The Strand Arcade made a striking setting for the event, transformed for the night to a glam dining room with one long candlelit table, the scene reminiscent of The Great Hall in Harry Potter's Hogwarts.
The magic continued on the plate, with four of Porkstar's most prominent chef advocates - Christine Manfield, Four in Hand's Colin Fassnidge (Sydney's "prince of pork"), Brent Savage of Bentley and Pendolino's Nino Zoccali - in the kitchen.
"We chose them because they're among the chefs we have the utmost respect for," Australian Pork's marketing manager, Mitch Edwards, said. "They've helped the Porkstar program become what it is and we wanted to celebrate them on the night."
Pork, naturally, was the star, making its début in Savage's canapés of puffed pork skin topped with scallop-roe cream, and prosciutto-wrapped grissini with muntry berries.
Fassnidge prepared an entrée of braised and crumbed pig's tail in a bowl of prawn bisque with pickled mussels, seaweed and dollops of potato and sage purée. Zoccali, meanwhile, presented a gutsy pork spare rib with parsnip and parsley-root purée, carrot and fennel salad and Pendolino's 2015 first harvest extra-virgin olive oil.
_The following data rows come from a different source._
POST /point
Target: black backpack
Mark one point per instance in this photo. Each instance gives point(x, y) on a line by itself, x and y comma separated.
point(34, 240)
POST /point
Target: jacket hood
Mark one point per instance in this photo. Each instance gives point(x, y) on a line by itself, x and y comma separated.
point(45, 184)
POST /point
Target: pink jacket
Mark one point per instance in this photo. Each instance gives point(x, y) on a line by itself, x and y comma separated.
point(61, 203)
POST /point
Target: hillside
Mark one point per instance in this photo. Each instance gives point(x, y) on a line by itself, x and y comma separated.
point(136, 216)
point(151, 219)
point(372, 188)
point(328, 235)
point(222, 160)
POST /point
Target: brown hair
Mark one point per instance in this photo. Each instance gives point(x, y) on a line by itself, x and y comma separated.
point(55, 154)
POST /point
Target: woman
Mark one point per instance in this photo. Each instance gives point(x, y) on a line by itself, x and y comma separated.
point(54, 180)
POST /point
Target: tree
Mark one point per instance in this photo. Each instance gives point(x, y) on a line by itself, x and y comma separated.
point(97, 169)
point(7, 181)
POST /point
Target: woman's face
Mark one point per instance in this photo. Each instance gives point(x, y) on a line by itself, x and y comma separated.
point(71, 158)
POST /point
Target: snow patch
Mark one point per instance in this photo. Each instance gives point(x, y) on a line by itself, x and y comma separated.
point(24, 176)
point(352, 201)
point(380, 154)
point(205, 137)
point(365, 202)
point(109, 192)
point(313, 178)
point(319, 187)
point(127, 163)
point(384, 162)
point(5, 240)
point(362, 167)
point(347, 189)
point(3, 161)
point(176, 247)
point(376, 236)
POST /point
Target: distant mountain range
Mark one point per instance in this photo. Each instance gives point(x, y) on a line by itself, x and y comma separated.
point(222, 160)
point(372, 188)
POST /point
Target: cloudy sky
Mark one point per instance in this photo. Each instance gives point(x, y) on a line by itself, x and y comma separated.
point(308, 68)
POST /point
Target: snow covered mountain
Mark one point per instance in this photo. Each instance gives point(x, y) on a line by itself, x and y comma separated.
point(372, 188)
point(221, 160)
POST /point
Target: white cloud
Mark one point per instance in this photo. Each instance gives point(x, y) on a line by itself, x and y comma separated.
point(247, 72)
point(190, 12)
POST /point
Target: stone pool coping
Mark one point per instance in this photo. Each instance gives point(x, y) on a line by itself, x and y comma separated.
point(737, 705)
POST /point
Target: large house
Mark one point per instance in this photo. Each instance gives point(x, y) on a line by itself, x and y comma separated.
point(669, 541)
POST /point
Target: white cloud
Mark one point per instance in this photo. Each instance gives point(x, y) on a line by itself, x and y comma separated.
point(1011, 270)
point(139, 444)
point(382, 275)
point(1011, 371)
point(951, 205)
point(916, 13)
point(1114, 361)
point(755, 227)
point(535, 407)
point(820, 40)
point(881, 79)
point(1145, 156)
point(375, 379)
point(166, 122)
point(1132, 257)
Manfield rose to the porcine dessert challenge with her "Miss Piggy" creation: a sweet, salty, smoky dish of bacon-caramel ice-cream and chunks of mango wrapped in a buttery biscuit cone and topped with sherbet-laced fairy floss.
It was an apt way to close a celebration of milestones and camaraderie, though the party continues for the team at Australian Pork. "We're looking at kicking off the next 10 years… and continuing to inspire chefs, through chefs, to get creative with pork," said Edwards.